Os Ministérios Públicos e Defensorias Públicas apontam que as mineradoras vêm dificultando o acesso a documentos produzidos pela Fundação Renova. Inclusive, foi imposta multa às pessoas que fizerem uso deles. Por isso, foi recomendado que os moradores tenham acesso irrestrito e que os documentos tenham linguagem clara e acessível. Para as instituições, "a previsão do art. 46, do Regimento Interno do PIM [Programa de Indenização Mediada], que cria limitações ao direito de uso dos dados e prevê a aplicação de multa de R$ 10.000,00 (dez mil reais) pelo seu uso fora dos programas socioeconômicos é ilegal e atenta contra os direitos fundamentais dos atingidos". Assim, “não podem ser exigidos do atingido quaisquer compromissos de segredo ou confidencialidade acerca das propostas ou comunicações que recebam das empresas ou Fundação Renova, tendo plena disponibilidade de usar a informação da forma que entender pertinente”.

Os órgãos também recomendam que o cadastramento para participação nos programas socioeconômicos não deverá ser encerrado enquanto todos os pedidos de cadastro e de reconhecimento das pessoas como atingidos não sejam devidamente apreciados. As avaliações também não poderão utilizar recortes geográficos com o fim específico de impedir o cadastramento de indivíduos que se entendem atingidos e toda negativa deverá ser fundamentada objetivamente, sem a utilização de critérios abstratos e generalizados.


Pescadores


Os  Ministérios Públicos e Defensorias também contestam a adoção de marcos territoriais arbitrários para a fixação do direito a indenizações. Recomendaram que as empresas não limitem o reconhecimento da condição de pescador de subsistência apenas àqueles que residam até um quilômetro dos cursos d’ água e região costeira afetados. Deve adotar o critério de reconhecer como pescador aquele que comprove o exercício da atividade de pesca por meio da apresentação de carteira emitida pelo Ministério da Pesca e Agricultura ou do protocolo de solicitação da carteira emitidos até 5 de novembro de 2015. O que não possuem os referidos documentos, declare o exercício da atividade de pesca, mediante declaração escrita realizada sob as penas da lei.

As empresas deverão incluir  “o pagamento do seguro-desemprego (seguro defeso), em razão da interrupção da pesca, nos termos do art. 1º da Lei nº 10.779/03, em favor de todos os trabalhadores(as) da cadeia da pesca, a exemplo de pescadores(as), redeiros(as), carpinteiros(as) de barcos, tratadores(as)/limpadores(as) de peixes e de outras espécies, bem como marisqueiros(as)”.

Por fim, os órgãos recomendaram que as empresas conceda assistência jurídica gratuita a todas as pessoas que, necessitadas, não possuam condições de arcar sem prejuízo de uma vida digna. Ressaltaram que esse custeio não poderá ser descontado do valor da indenização e deverá contar com o apoio das assessorias técnicas acaso já contratadas.


Empresas

A Fundação Renova se posicionou, alegando que as questões recomendadas pelos Ministérios Públicos já estão sendo tratadas pela empresa, formanda por mais de 70 entidades que deverão reparar os impactos causados pelo rompimento de Fundão.

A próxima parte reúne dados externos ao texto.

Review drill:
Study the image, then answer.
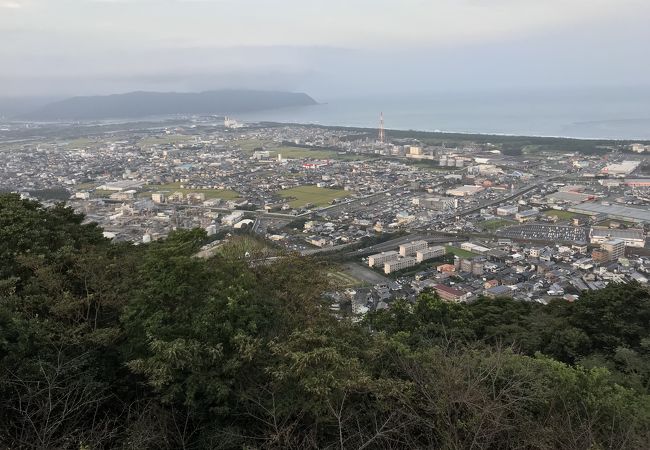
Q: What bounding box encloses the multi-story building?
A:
[589,227,645,248]
[368,250,399,267]
[460,259,472,273]
[433,284,470,302]
[515,209,539,223]
[497,205,519,217]
[415,246,447,263]
[384,256,418,274]
[151,192,167,203]
[600,239,625,261]
[399,241,428,256]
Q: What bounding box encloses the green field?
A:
[445,245,479,258]
[230,139,269,156]
[138,134,195,147]
[327,271,364,288]
[238,139,373,161]
[139,183,240,200]
[479,219,514,231]
[66,138,97,148]
[278,186,350,208]
[542,209,584,220]
[269,147,372,161]
[596,219,638,228]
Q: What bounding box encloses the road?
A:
[343,262,391,284]
[449,175,562,217]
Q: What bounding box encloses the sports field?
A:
[278,186,350,208]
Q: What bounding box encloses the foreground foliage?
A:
[0,196,650,449]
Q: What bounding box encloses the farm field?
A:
[138,134,195,147]
[327,271,365,288]
[542,209,584,220]
[278,186,350,208]
[479,219,515,231]
[445,245,479,258]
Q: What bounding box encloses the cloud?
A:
[0,0,24,9]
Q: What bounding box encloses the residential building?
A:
[384,256,418,274]
[368,250,399,267]
[399,241,428,256]
[415,246,447,263]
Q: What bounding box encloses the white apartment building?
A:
[399,241,428,256]
[415,246,447,263]
[384,256,418,274]
[368,250,399,267]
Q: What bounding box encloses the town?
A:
[0,117,650,316]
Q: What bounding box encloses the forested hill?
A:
[21,90,316,121]
[0,195,650,450]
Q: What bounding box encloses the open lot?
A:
[327,271,367,288]
[542,209,585,220]
[278,186,350,208]
[445,245,480,258]
[138,134,195,147]
[478,219,515,231]
[139,183,239,200]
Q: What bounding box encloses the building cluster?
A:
[0,117,650,311]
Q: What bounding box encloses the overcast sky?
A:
[0,0,650,97]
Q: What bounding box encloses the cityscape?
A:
[0,115,650,318]
[0,0,650,450]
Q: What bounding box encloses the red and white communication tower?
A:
[379,112,386,144]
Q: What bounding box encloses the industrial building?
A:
[497,205,519,217]
[417,197,458,211]
[602,161,641,177]
[515,209,539,223]
[569,203,650,223]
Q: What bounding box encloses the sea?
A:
[237,88,650,140]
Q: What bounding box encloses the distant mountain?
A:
[20,90,316,121]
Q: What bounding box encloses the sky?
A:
[0,0,650,98]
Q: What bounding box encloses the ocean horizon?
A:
[238,88,650,140]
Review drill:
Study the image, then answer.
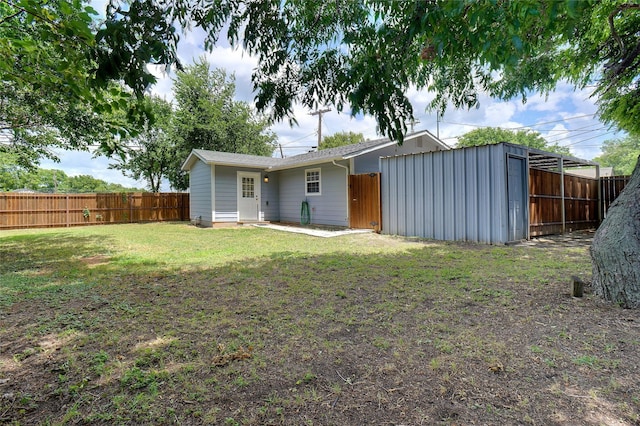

Em nota encaminhada ao Estado de Minas, as empresas Vale, Samarco e BHP Billiton informaram que reiteram compromisso com os esforços feitos pela Fundação Renova. "(As empresas) reiteram o compromisso com os esforços de compensação e remediação, que estão a cargo da Fundação Renova, e que foram definidos pelo acordo firmado com os entes federativos da União e dos Estados do Espírito Santo e de Minas Gerais", comunicaram.

Confira a nota da Renova na íntegra: 

A Fundação Renova é parte de um sistema formado por mais de 70 entidades comprometidas com a reparação dos impactos causados pelo rompimento de Fundão, modelo reconhecido por órgãos internacionais como a ONU Meio Ambiente, universidades e órgãos públicos brasileiros. A Recomendação dos Ministérios Públicos aborda questões que já vem sendo tratadas pela Fundação Renova e estão passando por evoluções. A Fundação Renova prestará todas as informações sobre o avanço dos programas, seguindo sua política de transparência e seriedade no trato com todos os envolvidos.